Soghoian, who now works for US Sen. Ron Wyden (D-Ore.), said in that capacity he can no longer speak with the media. But in his talk at the CCC last year, he spoke to that issue, saying one of the major problems with government hacking is that, “mistakes will be made. Hacking tools are made by humans and deployed by humans. Humans are not perfect.”
He cited the Tor Mail case from 2013, when the FBI got a warrant to hack 300 users, but ended up hacking many more innocent users – anyone who visited the Tor Mail home page for several days.
In a few cases – United States v. Jay Michaud in Washington state is one of the most high-profile – the court found those arguments persuasive. US District Judge Robert Bryan ordered the government to turn over the source code, and the government chose to drop the charges rather than comply.
But that has not set a precedent.
That code is now classified, which obviously gives it a higher level of protection.
And Judge Bryan, in a later case – United States v. David Tippens et. al, which included Gerald Lesan and Bruce Lorente – made the opposite finding – that the government was not compelled to turn over the source code.
Peter Carr, a spokesman for the DoJ, declined to say whether the classification of the source code made the difference in Tippens, but did say the Michaud decision, “has no effect on other cases. All other courts to look at this issue have ruled that the defendants were not entitled to review the Playpen NIT source code.”
While the FBI will not comment on the cases, Leo Taddeo, CSO at Cryptzone and a former special agent in charge of the FBI’s New York cybercrime office, said if criminals are going to make use of anonymizing services like the Tor network, law enforcement needs to be able to use tools to pierce that cloak of anonymity.
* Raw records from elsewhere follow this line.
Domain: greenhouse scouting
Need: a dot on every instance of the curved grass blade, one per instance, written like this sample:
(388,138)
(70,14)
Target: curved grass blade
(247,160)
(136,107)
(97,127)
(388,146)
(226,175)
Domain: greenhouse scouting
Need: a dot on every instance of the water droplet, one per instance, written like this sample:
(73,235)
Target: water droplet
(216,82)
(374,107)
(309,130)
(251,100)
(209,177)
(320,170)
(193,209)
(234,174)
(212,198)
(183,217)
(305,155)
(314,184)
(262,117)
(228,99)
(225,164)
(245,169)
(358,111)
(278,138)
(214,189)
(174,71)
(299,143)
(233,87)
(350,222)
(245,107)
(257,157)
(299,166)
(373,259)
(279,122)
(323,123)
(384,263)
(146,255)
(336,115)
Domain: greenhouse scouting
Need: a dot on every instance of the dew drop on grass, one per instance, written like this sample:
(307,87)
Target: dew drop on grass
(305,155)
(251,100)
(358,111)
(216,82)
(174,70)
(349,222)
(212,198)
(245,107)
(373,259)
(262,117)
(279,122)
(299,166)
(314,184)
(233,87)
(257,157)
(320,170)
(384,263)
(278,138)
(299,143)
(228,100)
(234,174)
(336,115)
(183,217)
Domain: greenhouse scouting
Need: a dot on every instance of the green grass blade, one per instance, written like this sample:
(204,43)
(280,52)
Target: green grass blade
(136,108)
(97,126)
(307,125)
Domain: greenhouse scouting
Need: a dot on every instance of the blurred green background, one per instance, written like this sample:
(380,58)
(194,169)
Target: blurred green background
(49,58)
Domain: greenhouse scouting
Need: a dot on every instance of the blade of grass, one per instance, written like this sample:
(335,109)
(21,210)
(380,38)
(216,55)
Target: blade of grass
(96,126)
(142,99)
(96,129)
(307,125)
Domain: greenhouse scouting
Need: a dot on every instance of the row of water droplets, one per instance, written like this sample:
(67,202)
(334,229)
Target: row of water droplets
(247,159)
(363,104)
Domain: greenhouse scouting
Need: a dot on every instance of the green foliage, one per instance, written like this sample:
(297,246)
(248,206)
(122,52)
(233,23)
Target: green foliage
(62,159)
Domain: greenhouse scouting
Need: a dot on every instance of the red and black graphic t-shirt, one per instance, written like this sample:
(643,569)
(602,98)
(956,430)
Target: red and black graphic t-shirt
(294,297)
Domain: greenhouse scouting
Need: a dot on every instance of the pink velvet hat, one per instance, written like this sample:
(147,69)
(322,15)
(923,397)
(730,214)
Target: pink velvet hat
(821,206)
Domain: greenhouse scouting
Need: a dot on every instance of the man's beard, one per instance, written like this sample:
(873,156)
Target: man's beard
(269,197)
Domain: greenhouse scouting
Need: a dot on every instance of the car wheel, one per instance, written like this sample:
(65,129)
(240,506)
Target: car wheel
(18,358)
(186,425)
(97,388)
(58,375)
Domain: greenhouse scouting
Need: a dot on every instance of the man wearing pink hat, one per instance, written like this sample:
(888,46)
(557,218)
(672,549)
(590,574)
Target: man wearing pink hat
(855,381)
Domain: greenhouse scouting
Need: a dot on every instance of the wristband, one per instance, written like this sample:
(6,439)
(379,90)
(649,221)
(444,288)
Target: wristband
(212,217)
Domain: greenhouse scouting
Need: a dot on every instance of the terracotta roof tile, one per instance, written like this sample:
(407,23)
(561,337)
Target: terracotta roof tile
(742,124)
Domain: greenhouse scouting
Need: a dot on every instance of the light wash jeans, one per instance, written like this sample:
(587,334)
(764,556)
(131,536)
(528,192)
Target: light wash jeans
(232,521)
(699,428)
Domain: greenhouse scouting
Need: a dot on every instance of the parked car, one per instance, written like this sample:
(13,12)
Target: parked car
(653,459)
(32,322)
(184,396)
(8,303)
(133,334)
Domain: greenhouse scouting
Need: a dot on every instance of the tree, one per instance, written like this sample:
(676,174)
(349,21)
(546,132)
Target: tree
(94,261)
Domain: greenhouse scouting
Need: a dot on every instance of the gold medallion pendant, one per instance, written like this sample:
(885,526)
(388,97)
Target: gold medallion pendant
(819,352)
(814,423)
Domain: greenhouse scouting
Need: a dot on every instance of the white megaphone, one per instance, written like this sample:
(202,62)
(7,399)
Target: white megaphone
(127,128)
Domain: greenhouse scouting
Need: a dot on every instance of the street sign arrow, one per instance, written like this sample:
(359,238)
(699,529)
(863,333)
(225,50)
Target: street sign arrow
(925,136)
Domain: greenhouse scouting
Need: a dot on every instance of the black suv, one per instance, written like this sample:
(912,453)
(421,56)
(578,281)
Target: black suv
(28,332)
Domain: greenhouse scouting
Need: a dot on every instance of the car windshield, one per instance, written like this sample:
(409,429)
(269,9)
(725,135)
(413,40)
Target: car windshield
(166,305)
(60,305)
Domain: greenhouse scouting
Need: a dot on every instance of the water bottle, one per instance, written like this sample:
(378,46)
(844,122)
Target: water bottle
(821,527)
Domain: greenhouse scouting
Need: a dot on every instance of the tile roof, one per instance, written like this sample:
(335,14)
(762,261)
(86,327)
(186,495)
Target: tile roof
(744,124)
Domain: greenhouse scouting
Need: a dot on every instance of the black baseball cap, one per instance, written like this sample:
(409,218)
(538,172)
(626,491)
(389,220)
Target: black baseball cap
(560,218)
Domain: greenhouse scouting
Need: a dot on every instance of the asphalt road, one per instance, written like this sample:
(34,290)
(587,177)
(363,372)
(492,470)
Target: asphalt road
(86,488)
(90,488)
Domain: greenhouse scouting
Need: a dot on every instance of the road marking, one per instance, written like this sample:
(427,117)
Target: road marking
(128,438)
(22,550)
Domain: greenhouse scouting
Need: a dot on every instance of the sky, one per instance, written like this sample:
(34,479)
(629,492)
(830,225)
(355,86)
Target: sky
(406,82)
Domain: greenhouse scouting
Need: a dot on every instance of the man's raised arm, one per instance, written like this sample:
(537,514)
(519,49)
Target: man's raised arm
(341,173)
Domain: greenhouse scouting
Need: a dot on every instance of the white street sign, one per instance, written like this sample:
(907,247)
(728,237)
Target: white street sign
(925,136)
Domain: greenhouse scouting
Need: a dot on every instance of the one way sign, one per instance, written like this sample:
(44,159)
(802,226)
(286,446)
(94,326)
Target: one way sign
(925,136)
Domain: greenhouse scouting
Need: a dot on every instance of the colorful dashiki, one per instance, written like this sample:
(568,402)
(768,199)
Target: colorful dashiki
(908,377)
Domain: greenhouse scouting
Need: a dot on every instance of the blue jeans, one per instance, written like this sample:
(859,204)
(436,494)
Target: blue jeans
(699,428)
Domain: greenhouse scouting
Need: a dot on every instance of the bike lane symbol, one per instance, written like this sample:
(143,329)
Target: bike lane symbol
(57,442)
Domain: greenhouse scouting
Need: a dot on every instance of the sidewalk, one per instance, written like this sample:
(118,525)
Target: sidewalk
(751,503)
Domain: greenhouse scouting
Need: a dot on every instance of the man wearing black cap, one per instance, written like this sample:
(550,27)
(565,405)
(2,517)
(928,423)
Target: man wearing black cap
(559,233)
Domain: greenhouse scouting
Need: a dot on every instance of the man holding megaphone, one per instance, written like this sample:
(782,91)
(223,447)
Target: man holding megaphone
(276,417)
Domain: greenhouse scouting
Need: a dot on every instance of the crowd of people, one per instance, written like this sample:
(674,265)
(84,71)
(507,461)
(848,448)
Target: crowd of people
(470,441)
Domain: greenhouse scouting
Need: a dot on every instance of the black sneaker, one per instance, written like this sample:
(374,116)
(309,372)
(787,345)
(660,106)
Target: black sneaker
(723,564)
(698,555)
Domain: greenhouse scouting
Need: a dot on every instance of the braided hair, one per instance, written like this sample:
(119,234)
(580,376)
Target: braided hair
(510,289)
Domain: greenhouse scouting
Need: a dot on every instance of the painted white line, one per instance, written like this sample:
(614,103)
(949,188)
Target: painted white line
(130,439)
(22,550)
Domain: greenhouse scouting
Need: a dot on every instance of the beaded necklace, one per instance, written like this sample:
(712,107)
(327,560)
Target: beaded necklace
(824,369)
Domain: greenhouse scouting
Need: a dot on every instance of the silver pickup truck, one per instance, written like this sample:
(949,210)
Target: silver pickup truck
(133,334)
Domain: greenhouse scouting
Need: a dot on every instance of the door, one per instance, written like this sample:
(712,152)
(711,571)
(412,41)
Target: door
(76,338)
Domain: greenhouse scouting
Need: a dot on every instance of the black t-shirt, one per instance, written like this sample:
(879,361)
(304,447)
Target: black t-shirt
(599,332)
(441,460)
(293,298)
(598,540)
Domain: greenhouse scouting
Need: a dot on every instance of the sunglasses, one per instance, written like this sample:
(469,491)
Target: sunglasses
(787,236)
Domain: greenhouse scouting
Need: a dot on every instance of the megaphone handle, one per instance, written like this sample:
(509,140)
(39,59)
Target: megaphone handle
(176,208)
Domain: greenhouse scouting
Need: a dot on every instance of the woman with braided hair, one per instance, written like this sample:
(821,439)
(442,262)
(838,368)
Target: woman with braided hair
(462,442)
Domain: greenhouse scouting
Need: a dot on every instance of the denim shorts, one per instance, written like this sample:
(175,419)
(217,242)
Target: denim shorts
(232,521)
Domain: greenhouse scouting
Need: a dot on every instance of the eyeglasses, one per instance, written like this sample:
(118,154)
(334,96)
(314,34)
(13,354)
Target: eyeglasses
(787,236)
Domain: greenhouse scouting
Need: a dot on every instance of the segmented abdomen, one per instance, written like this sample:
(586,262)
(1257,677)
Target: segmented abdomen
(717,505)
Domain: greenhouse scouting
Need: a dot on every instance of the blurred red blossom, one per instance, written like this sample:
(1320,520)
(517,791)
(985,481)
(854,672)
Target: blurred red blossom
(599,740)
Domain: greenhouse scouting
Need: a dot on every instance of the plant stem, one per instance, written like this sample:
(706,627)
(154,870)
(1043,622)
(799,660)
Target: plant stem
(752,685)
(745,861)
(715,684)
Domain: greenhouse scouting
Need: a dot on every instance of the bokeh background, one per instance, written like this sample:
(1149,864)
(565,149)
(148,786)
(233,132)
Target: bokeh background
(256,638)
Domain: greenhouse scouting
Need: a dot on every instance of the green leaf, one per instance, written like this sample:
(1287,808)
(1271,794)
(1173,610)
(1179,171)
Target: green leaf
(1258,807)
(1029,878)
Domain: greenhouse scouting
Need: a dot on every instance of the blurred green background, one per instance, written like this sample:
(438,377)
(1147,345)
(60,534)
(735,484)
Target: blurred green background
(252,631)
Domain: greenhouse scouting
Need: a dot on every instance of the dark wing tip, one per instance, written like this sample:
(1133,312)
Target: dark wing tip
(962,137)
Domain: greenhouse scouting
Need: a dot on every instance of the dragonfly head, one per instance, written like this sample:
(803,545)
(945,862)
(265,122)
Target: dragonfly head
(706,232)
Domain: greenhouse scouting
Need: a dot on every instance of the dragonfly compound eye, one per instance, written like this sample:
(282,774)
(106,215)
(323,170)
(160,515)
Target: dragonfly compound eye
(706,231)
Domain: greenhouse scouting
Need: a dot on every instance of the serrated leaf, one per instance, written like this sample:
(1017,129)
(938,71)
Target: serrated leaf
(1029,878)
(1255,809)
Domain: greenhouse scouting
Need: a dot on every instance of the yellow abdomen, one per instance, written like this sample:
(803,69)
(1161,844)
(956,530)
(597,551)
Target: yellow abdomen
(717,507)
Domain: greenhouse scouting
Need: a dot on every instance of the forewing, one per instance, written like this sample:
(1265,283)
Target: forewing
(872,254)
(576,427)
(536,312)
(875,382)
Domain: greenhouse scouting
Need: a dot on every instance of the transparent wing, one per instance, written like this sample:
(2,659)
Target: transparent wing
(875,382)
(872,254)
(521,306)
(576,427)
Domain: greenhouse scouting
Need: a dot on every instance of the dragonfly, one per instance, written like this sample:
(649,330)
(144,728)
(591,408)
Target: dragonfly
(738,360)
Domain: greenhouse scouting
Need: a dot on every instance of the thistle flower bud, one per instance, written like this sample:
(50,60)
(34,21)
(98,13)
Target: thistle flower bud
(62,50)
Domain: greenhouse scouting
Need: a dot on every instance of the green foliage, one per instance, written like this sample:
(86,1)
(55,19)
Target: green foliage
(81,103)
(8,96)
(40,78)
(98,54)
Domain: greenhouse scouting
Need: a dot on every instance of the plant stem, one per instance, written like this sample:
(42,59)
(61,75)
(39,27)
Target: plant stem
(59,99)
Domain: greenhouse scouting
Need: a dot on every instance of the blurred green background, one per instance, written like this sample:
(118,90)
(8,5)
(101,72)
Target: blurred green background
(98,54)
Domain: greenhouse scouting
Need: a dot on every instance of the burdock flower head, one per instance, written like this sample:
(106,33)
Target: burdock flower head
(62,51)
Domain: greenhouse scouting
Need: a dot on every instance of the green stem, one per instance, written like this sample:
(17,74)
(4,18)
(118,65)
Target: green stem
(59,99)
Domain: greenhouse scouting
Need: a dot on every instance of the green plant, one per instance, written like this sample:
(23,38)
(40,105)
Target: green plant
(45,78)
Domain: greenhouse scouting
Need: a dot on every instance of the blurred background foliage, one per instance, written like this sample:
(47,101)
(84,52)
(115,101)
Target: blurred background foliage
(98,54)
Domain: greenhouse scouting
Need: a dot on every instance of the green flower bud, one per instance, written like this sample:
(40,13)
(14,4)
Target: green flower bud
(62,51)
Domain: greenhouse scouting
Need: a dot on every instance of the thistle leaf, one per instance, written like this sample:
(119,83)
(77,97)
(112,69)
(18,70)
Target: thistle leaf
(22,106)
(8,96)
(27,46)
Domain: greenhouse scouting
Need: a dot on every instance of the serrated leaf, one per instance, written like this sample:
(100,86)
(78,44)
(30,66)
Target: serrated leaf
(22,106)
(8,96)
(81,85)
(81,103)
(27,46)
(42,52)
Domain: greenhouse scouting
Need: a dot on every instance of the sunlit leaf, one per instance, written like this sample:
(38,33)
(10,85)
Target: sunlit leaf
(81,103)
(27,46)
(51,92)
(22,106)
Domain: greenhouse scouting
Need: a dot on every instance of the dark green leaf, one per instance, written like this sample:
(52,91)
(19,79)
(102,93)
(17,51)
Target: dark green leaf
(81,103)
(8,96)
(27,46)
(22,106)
“There needs to be a balancing of the potential harm to privacy interests with the harm to children who are victims of sexual abuse and exploitation,” he said.
“The internet has been a boon to child pornographers. In some ways, it provides virtually complete anonymity to pedophiles. Law enforcement must have new tools to adapt and counter this new reality.”
But privacy advocates counter that the Mencken principle applies – if government is granted more sweeping surveillance powers in the name of catching and punishing child predators – a worthy cause – the danger is that those tools will be used against those who are not nearly as reprehensible.
Amie Stepanovich, US policy manager at Access Now, said the FBI’s refusal to turn over the NIT source code is evidence that the agency is, “choosing to prioritize secrecy and prevention of meaningful oversight over its own mission, ‘to uphold and enforce the criminal laws of the United States.’
“Transparency is a keystone to ensuring that FBI operations stay within the confines of the law and agents don't abuse their authority. However, once again the FBI is shunting any notion of oversight, not to mention justice, in order to keep its ‘toys’ secret,” she said.
Another worry is that the scale of surveillance that is possible on the internet dwarfs capabilities in the physical world, which gives government much more power than before.
As security guru Bruce Schneier, CTO at IBM Resilient, put it several years ago, “Instead of ‘follow that car,’ it’s ‘follow every car. And follow it for six months back.’”
Rumold said EFF and other privacy advocates want child predators investigated and caught. The right to privacy, he said, “is not inviolable.”
The Fourth Amendment, he said, “does not mean that they can't be investigated, or even that law enforcement could never hack into their computers. It only means that law enforcement must go through the protocols and protections enshrined in the Fourth Amendment in order to carry out the investigation.
“In the Playpen investigation, the FBI didn't follow those protocols, and that's why their searches and seizures were illegal.”